The scheme is simple. Annually, the DCI, with the concurrence of the President and the Congressional intelligence committees, would allocate to each branch, department, and agency a budget from a fixed pool of Dulles Dollars. Allocations would be based on intelligence needs of the users. Each department, agency, and branch would be responsible for dividing their allocation internally and among their subordinates. For transactions and accounting, the Dulles Dollars would be deposited in an electronic debit system on an existing intelligence system, with transactions occurring over existing intelligence communications paths. Because the accumulation of Dulles Dollars would influence future budget allocations, prices charged by the intelligence producers would have to reflect the actual dollar cost of production.
By imposing budgetary discipline on the generation of intelligence production requests, the power of the "invisible hand" of the market would be felt. Classical economic theory says that consumers would buy those products that give them what they need for the least cost. The concept of intelligence "value" is born.
Intelligence consumers could buy products off the shelf or have them tailormade. Inefficient producers would eventually be forced to improve or leave the market. For example, an intelligence user today concerned about the threat to regional stability in Asia from AIDS could request, justify, and, in time, eventually receive a multisource study about the incidence of AIDS in Asia and its consequences. The requested study would be tailored to his specific needs. Cost of production would not enter into his decision process. When subject to budgetary discipline, the user could still request the same study.
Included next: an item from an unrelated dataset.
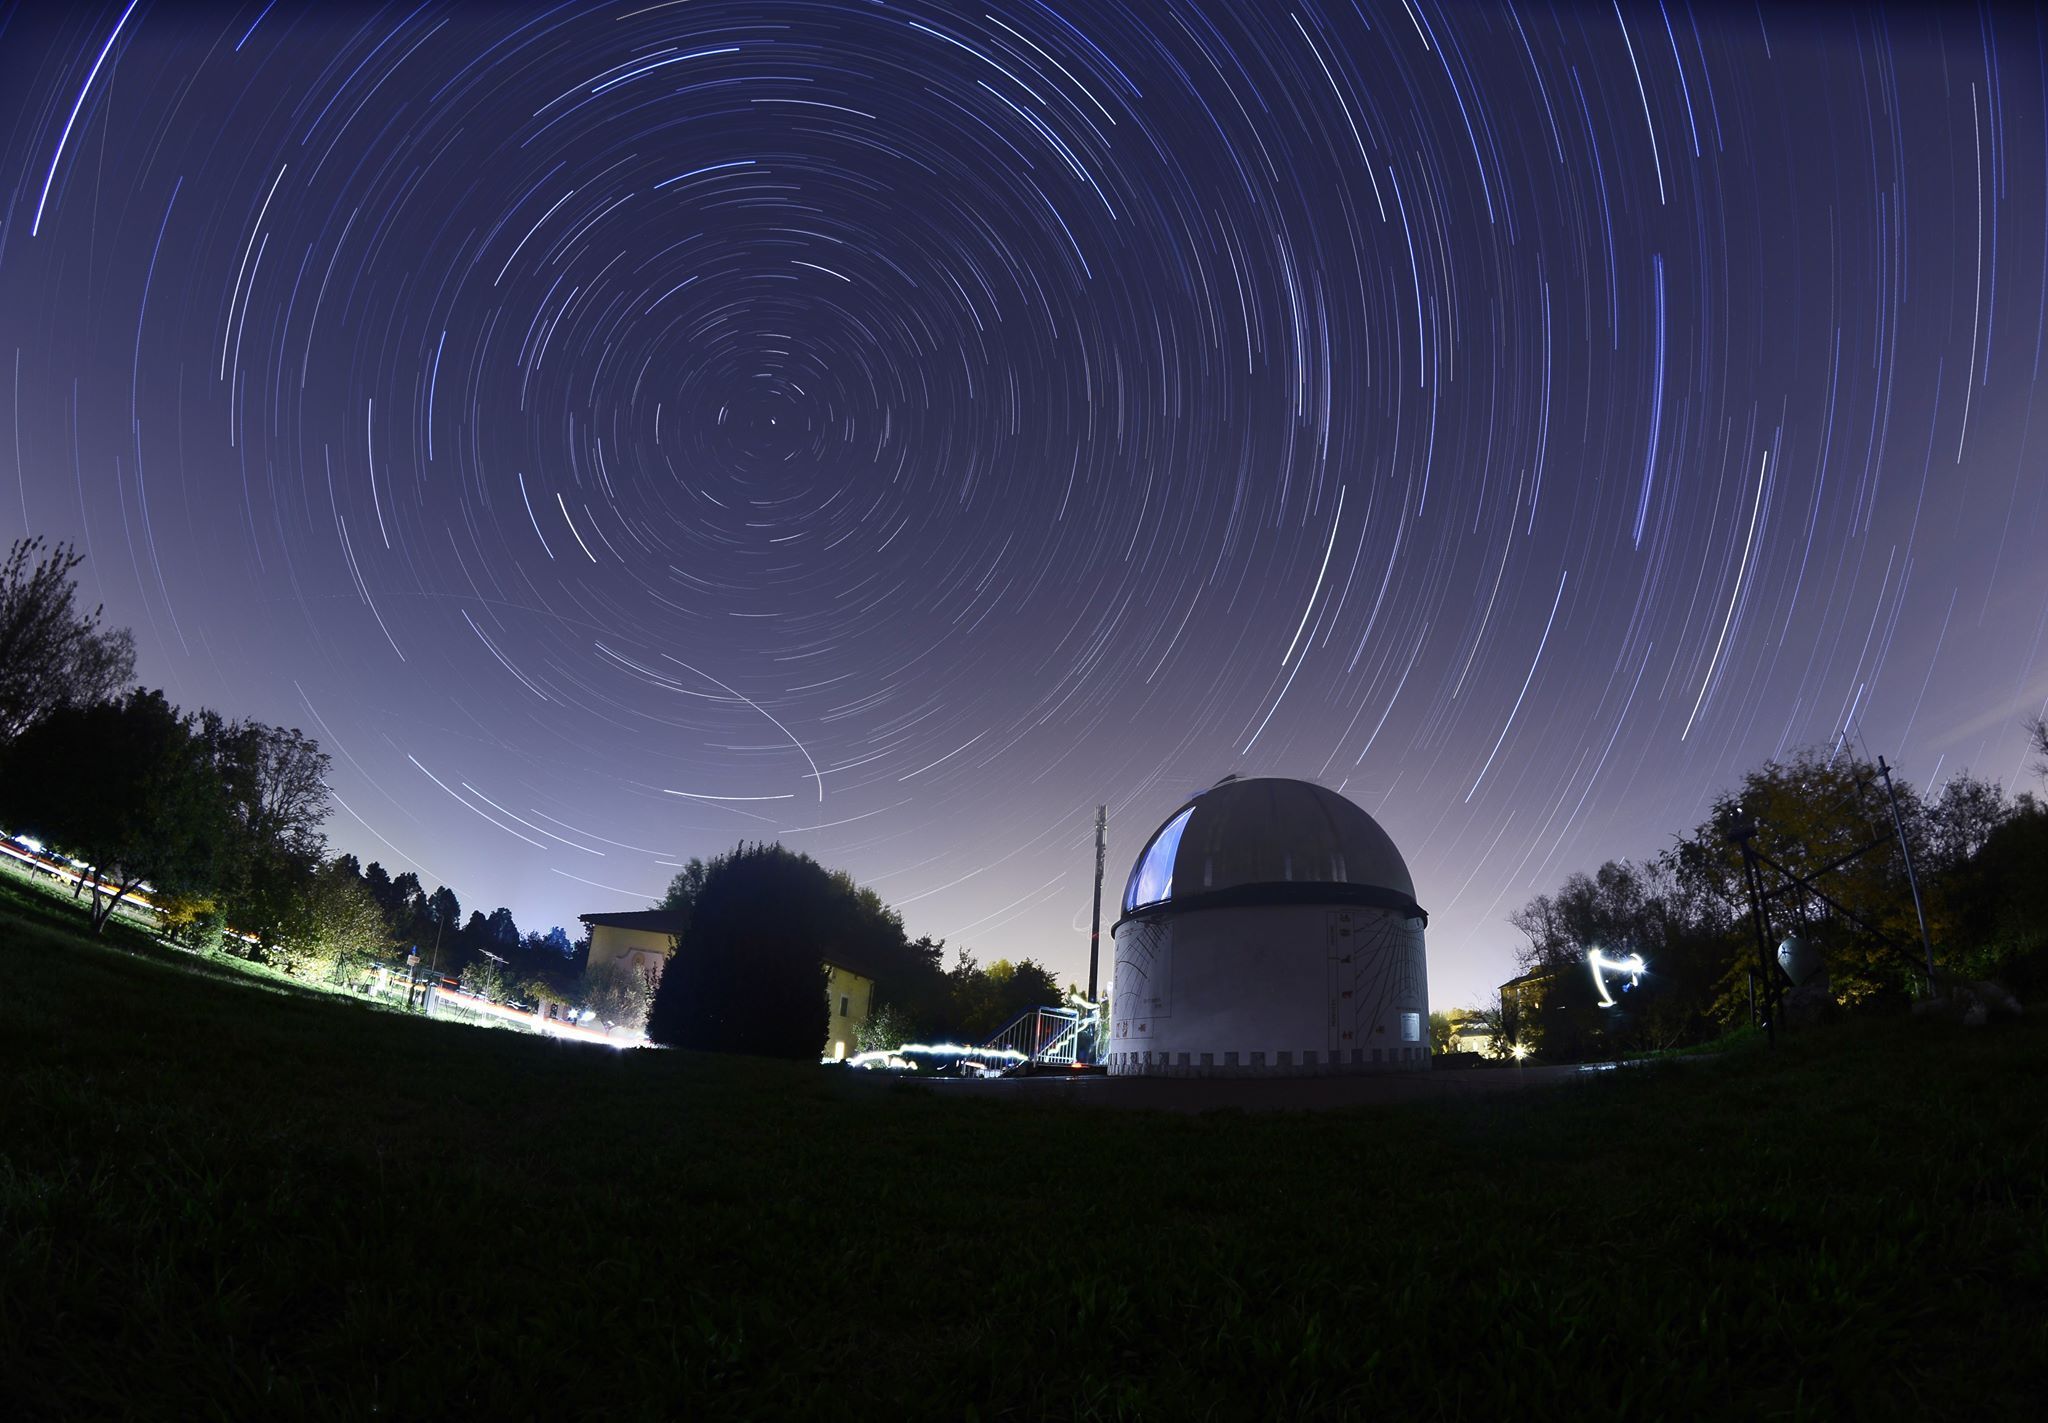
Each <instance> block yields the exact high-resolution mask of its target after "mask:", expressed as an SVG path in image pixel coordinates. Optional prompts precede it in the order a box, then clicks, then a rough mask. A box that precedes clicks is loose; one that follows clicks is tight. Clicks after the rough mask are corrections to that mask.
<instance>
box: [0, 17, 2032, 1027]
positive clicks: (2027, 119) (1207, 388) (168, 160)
mask: <svg viewBox="0 0 2048 1423" xmlns="http://www.w3.org/2000/svg"><path fill="white" fill-rule="evenodd" d="M0 16H4V18H0V538H12V536H14V534H18V532H23V530H33V532H45V534H51V536H55V538H70V541H76V543H78V545H80V547H82V549H84V551H88V555H90V561H88V563H86V565H84V569H82V588H84V592H86V596H88V598H90V600H104V604H106V610H109V616H111V620H113V622H119V624H129V627H133V629H135V635H137V641H139V647H141V665H139V672H141V676H143V680H145V682H147V684H152V686H162V688H164V690H166V692H168V694H170V696H172V700H176V702H180V704H184V706H203V704H205V706H217V708H221V710H225V713H229V715H240V717H258V719H264V721H272V723H283V725H297V727H303V729H305V731H307V733H311V735H315V737H317V739H319V741H322V745H326V747H328V749H330V751H332V753H334V813H332V821H330V837H332V839H334V844H336V846H338V848H346V850H350V852H354V854H358V856H360V858H362V860H373V858H375V860H383V862H385V866H389V868H391V872H393V874H395V872H399V870H408V868H412V870H418V872H420V876H422V880H426V882H428V885H430V887H432V885H434V882H446V885H451V887H453V889H455V891H457V893H459V895H461V899H463V905H465V911H467V909H489V907H494V905H498V903H504V905H510V907H512V911H514V915H516V917H518V921H520V923H522V925H524V928H547V925H549V923H557V921H559V923H571V925H573V915H575V913H580V911H594V909H629V907H643V905H645V897H649V895H659V891H662V887H664V885H666V882H668V878H670V874H672V872H674V868H676V864H678V862H682V860H686V858H688V856H692V854H705V856H709V854H715V852H719V850H725V848H731V846H733V844H735V842H737V839H741V837H745V839H772V837H780V839H782V842H784V844H786V846H791V848H799V850H805V852H809V854H813V856H817V858H819V860H821V862H825V864H829V866H838V868H846V870H850V872H852V874H854V876H856V878H860V880H862V882H866V885H870V887H874V889H877V893H881V895H883V897H885V899H889V901H891V903H895V905H897V907H901V911H903V915H905V921H907V925H909V930H911V932H913V934H918V932H928V934H940V936H946V938H948V940H950V942H952V944H965V946H969V948H973V950H975V952H977V954H979V956H981V958H983V960H989V958H995V956H999V954H1008V956H1020V954H1032V956H1038V958H1042V960H1044V962H1049V964H1051V966H1053V968H1055V971H1059V973H1061V975H1067V977H1081V975H1083V973H1085V954H1087V897H1090V876H1092V860H1094V856H1092V848H1090V837H1092V829H1090V825H1092V819H1094V807H1096V805H1098V801H1100V803H1108V807H1110V870H1108V889H1106V899H1108V901H1110V911H1108V913H1106V919H1108V917H1114V903H1116V899H1118V895H1120V889H1122V878H1124V874H1126V872H1128V866H1130V858H1133V856H1135V854H1137V850H1139V848H1141V844H1143V839H1145V835H1149V833H1151V829H1153V827H1155V825H1157V823H1159V821H1161V819H1163V817H1165V815H1167V811H1171V807H1174V805H1176V803H1178V801H1180V799H1184V796H1186V794H1188V792H1190V790H1194V788H1200V786H1206V784H1210V782H1214V780H1217V778H1221V776H1225V774H1229V772H1239V774H1284V776H1305V778H1313V780H1319V782H1323V784H1327V786H1331V788H1339V790H1341V792H1343V794H1348V796H1352V799H1354V801H1358V803H1360V805H1362V807H1364V809H1368V811H1370V813H1372V815H1374V817H1378V819H1380V823H1382V825H1386V829H1389V831H1391V833H1393V835H1395V839H1397V842H1399V844H1401V846H1403V850H1405V854H1407V858H1409V864H1411V868H1413V874H1415V887H1417V897H1419V901H1421V903H1423V907H1425V909H1427V911H1430V915H1432V921H1430V979H1432V999H1434V1003H1436V1005H1438V1007H1448V1005H1458V1003H1468V1001H1477V999H1481V997H1483V995H1485V991H1487V987H1489V985H1495V983H1499V981H1501V979H1505V977H1507V975H1509V973H1511V948H1513V944H1516V934H1513V930H1509V928H1507V923H1505V921H1503V919H1505V915H1507V913H1509V911H1511V909H1513V907H1518V905H1520V903H1522V901H1526V899H1528V897H1530V895H1532V893H1536V891H1548V889H1554V887H1556V882H1559V880H1563V876H1565V874H1569V872H1573V870H1583V868H1593V866H1595V864H1597V862H1599V860H1604V858H1608V856H1624V854H1632V856H1642V854H1653V852H1655V850H1657V848H1661V846H1665V844H1669V837H1671V835H1673V833H1677V831H1683V829H1690V827H1692V825H1694V823H1698V819H1700V817H1702V815H1704V811H1706V807H1708V801H1710V799H1712V794H1714V792H1718V790H1722V788H1726V786H1731V784H1733V782H1735V780H1737V778H1739V776H1741V772H1743V770H1745V768H1749V766H1753V764H1757V762H1761V760H1763V758H1767V756H1774V753H1784V751H1790V749H1794V747H1800V745H1835V743H1837V739H1839V737H1843V735H1847V737H1851V739H1853V741H1855V743H1860V745H1864V747H1868V751H1870V753H1880V751H1882V753H1884V756H1886V758H1890V760H1892V762H1894V764H1896V766H1898V768H1901V770H1903V772H1905V774H1907V776H1909V778H1911V780H1913V782H1915V784H1919V786H1937V784H1939V782H1942V780H1944V778H1948V776H1952V774H1956V772H1960V770H1964V768H1968V770H1974V772H1978V774H1982V776H1989V778H1995V780H2001V782H2005V784H2007V786H2009V788H2015V790H2017V788H2023V786H2034V784H2038V782H2036V780H2034V776H2032V772H2030V770H2028V766H2025V760H2028V758H2025V751H2023V745H2021V735H2019V719H2021V717H2023V715H2030V713H2034V710H2036V708H2040V706H2042V702H2044V698H2048V661H2044V657H2042V631H2044V618H2048V559H2044V557H2042V541H2044V532H2048V518H2044V504H2048V479H2044V475H2042V459H2044V455H2048V420H2044V430H2040V432H2036V430H2034V428H2032V422H2034V416H2036V412H2038V409H2040V405H2042V399H2040V397H2042V330H2044V303H2048V242H2044V229H2048V211H2044V195H2048V172H2044V166H2048V141H2044V123H2048V109H2044V90H2048V78H2044V76H2048V70H2044V66H2048V31H2044V29H2042V25H2040V23H2038V18H2036V16H2034V14H2032V12H2028V10H2021V8H1995V10H1989V12H1978V10H1972V8H1966V6H1950V8H1946V10H1913V8H1909V10H1903V12H1901V10H1892V12H1890V14H1888V16H1878V14H1876V12H1862V10H1855V8H1847V6H1815V8H1804V10H1792V12H1788V10H1784V8H1772V6H1763V12H1761V14H1759V10H1757V8H1753V6H1686V4H1681V2H1679V0H1665V4H1663V6H1657V4H1649V6H1642V4H1622V6H1612V4H1608V6H1602V4H1518V6H1511V8H1509V6H1448V4H1442V2H1440V0H1391V2H1372V4H1366V2H1360V4H1350V2H1343V4H1339V2H1335V0H1331V2H1311V0H1300V2H1294V4H1288V2H1286V0H1272V2H1270V4H1268V2H1264V0H1260V2H1257V4H1253V2H1251V0H1243V2H1241V4H1206V6H1190V4H1167V2H1165V0H1159V2H1157V4H1153V2H1147V4H1116V2H1110V0H1090V2H1083V0H1061V2H1059V4H1038V2H1036V0H993V2H977V4H944V2H938V0H930V2H928V0H911V2H907V4H866V2H858V0H844V2H838V4H821V2H813V4H797V2H788V4H784V2H776V0H743V2H721V0H694V2H690V4H647V2H645V0H633V2H629V4H614V6H612V4H608V6H575V4H569V6H557V8H549V10H541V8H516V6H500V4H487V6H485V4H475V6H449V4H422V6H418V8H408V6H403V4H401V6H393V8H375V10H373V8H367V6H348V4H328V2H324V4H303V2H297V0H274V2H272V4H262V2H260V0H256V2H252V4H244V6H199V4H166V2H160V0H158V2H152V0H137V2H135V4H125V6H123V4H106V6H92V4H78V6H70V4H66V6H27V8H23V6H16V8H8V10H0Z"/></svg>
Now, however, when confronted with the prospects of having to "pay," the World Health Organization study that addresses 90 percent of the issues and that is available free over the Internet would begin to look attractive.
The scheme also could bring the efficiency of the marketplace to the intelligence collection process. Under such a system, intelligence collectors would bid for the work of satisfying consumers' requirements for information. The collection discipline able to meet the requirement on time and within bid would win the contract. The number of Dulles Dollars the user would be willing to pay would reflect the "value" of the collection effort to his mission, with cost as a deterrent from padding the request with nice-to-know but not mission-essential information. Depending on the collection issue, consortiums between collection disciplines might form and should be encouraged. This would reduce duplicative, competing, and inefficient tasking. It also would encourage effective use of low-cost open sources.
Placing the relationship between intelligence producers and consumers on a new economic footing is fundamental to adapting the US Intelligence Community to the new national risk management strategy.
Todd Brethauer is a US Navy Intelligence Officer.